One thing about the original Allen & Ginter sets is that there's a whole bunch of sets about birds. Five sets about birds in fact. Two hundred fifty cards all featuring birds. Dirty, disgusting, filthy, lice-ridden birds. You used to be able to sit out on the stoop like a person. Not anymore! No, sir! Birds!
I don't have anything against birds per se, they just don't excite me all that much. I'm also irritated because the only bird out of the 250 that I'm specifically looking for is in a set where I've only seen a small handful of any of the cards for sale. There's just as many flags as birds and those get tedious too, especially after getting outbid for yet another naval flag and watching all the city flags for places you've actually been to get bids three times the price of the rest of them. Birds were popular back in the 1800's though, and it's understandable A&G put out so many fowl sets. Naturalism was big, Audubon was popular, and hunters could use a handy reference in trading card form to see what they just shot. Birds are colorful and pretty too, a good subject for the lithography of these sets.
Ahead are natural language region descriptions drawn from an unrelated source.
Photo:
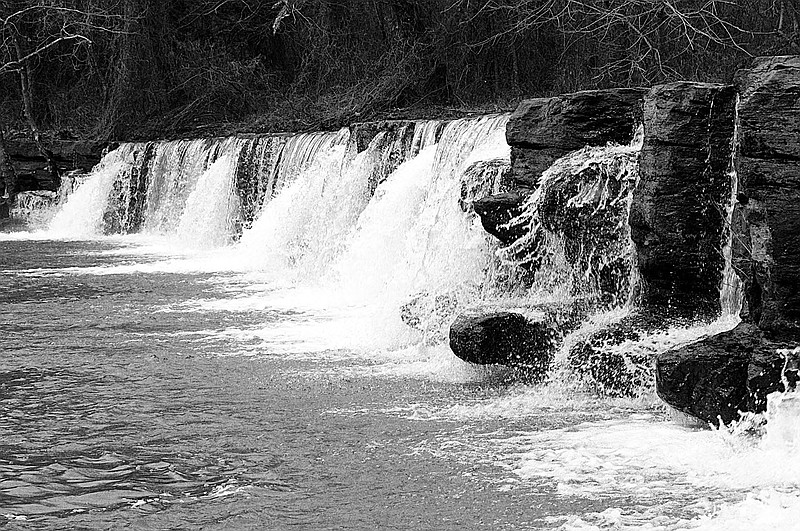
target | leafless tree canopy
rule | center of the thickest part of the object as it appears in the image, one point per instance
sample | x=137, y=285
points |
x=121, y=68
I picked up the Great Bird of Paradise from the N5 Birds of the Tropics set. This bushy boid came from qcardsataol for the low, low price of 5 bucks. I almost got an Apterix for the obscure B.C. reference, but I missed out. This card is pretty nice though and if I hadn't got it I would never have seen this hot feathery action from a documentary by Sir David Attenborough. Be careful where you watch this, that bird is a tropical Ron Jeremy. I don't want any of you getting an avian harassment charge.